China’s massive rural-urban migration: the dark side

According to the National Bureau of Statistics in China, the Chinese urban population consists of more than 50% of the total population now. A brief overview of this issue is here.

This topic has been going on in China for quite some time. When People’s Republic of China was founded in 1949, urban residents made up a mere 20% of the aggregate population. That was bounded to the poor economic conditions. During these years, however, the cities boosted while rural areas stay poor, in every way. The rural population flood into cities to find better-paid jobs and better education for their children.

Accompanying the drastically increasing migration are the intensifying social conflicts and lack of infrastructure for the poor in cities.
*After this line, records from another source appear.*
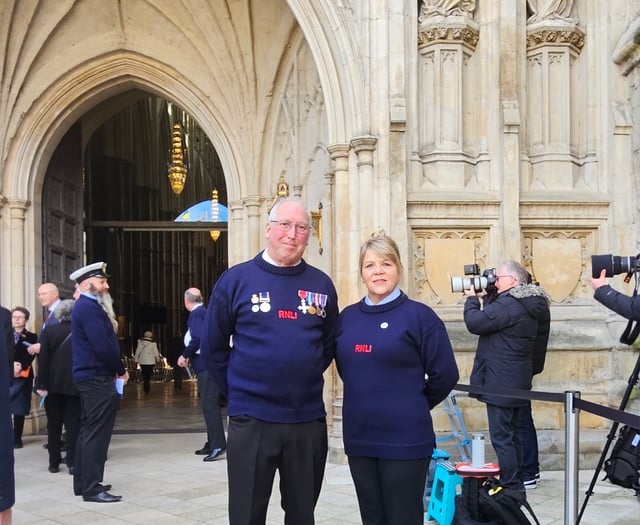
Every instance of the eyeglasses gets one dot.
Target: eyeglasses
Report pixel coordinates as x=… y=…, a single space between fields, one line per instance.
x=285 y=226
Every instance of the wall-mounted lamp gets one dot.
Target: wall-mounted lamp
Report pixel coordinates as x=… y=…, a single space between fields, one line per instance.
x=316 y=225
x=281 y=192
x=215 y=214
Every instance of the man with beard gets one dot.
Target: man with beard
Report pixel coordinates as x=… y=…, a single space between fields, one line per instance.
x=96 y=365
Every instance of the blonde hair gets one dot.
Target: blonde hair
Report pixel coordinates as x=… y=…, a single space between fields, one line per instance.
x=382 y=245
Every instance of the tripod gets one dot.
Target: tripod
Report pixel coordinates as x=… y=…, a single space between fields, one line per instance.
x=633 y=379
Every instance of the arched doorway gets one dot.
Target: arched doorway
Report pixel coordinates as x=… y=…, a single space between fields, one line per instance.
x=107 y=196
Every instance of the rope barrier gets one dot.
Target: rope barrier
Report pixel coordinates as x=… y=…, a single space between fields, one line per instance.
x=572 y=405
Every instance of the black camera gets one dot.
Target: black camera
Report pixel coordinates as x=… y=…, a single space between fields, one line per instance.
x=614 y=265
x=480 y=281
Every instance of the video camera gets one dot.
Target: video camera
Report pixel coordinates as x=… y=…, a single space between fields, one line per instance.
x=480 y=280
x=614 y=265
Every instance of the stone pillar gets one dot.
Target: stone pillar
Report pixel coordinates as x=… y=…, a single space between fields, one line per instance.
x=342 y=220
x=255 y=224
x=444 y=44
x=343 y=271
x=368 y=192
x=510 y=84
x=237 y=251
x=553 y=116
x=17 y=210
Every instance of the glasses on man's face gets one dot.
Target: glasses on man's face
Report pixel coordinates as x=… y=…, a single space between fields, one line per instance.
x=285 y=226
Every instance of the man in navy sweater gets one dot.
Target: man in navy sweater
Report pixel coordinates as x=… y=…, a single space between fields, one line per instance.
x=96 y=365
x=280 y=315
x=216 y=443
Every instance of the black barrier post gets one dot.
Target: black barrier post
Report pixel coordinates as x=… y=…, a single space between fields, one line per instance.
x=571 y=460
x=633 y=379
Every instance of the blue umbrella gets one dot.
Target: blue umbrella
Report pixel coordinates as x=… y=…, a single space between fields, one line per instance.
x=201 y=212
The Chinese government has constructed “public housing” to relieve the migrants’ pressure to buy property, but those low-price housing has been controlled by the upper class who have relationships with officials. The poor are still living in shattered areas in cities. Migrant workers face difficulties even in terms of income. Very few of the migrant workers can get their wages on time.
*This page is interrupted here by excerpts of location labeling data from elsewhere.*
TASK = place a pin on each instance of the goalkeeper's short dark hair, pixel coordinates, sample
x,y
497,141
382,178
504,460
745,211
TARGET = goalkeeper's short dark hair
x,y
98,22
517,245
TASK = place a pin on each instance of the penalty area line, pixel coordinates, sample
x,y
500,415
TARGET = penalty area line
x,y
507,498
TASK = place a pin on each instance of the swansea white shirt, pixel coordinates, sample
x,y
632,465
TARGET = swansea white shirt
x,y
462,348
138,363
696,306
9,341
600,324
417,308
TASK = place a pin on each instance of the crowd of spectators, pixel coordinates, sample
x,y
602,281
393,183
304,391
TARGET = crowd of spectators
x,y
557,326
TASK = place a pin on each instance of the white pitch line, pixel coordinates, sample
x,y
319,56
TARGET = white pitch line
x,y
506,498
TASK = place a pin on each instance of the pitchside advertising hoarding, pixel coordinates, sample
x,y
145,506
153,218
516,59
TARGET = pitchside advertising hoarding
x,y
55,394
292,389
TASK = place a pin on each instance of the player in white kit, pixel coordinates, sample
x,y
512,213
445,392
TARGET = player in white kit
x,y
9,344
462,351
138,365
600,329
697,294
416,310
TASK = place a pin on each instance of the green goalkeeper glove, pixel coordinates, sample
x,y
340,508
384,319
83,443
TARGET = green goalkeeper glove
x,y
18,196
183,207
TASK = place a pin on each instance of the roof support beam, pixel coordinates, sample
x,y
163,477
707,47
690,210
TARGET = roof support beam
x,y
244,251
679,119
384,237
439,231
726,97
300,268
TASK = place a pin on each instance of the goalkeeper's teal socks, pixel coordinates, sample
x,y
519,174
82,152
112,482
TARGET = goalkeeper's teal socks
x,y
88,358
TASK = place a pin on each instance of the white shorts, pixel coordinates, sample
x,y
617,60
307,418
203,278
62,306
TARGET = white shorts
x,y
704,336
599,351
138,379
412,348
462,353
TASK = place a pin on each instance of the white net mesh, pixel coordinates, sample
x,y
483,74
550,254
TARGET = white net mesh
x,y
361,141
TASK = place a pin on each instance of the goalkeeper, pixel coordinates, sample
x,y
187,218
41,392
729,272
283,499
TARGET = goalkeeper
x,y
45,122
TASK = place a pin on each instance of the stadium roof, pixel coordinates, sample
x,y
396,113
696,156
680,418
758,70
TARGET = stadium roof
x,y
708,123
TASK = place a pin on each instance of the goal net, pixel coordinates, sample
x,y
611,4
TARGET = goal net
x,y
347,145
Education for the youth is another problem. Although schools admit children of migrant workers’, they have to pay much more tuition fees. In some cities, schools specially catering to migrated children are set up. But they often cannot compare to other schools in terms of resources and teaching.

The migrants are finding their ways in the cities, but many are not successful. Mr. Han Zheng, mayor of Shanghai, promised to “encourage and guide the migrant population’s involvement in community affairs, enrich their cultural life and show our genuine care to them.” But this is hardly achievable without guarantee of basic living standards.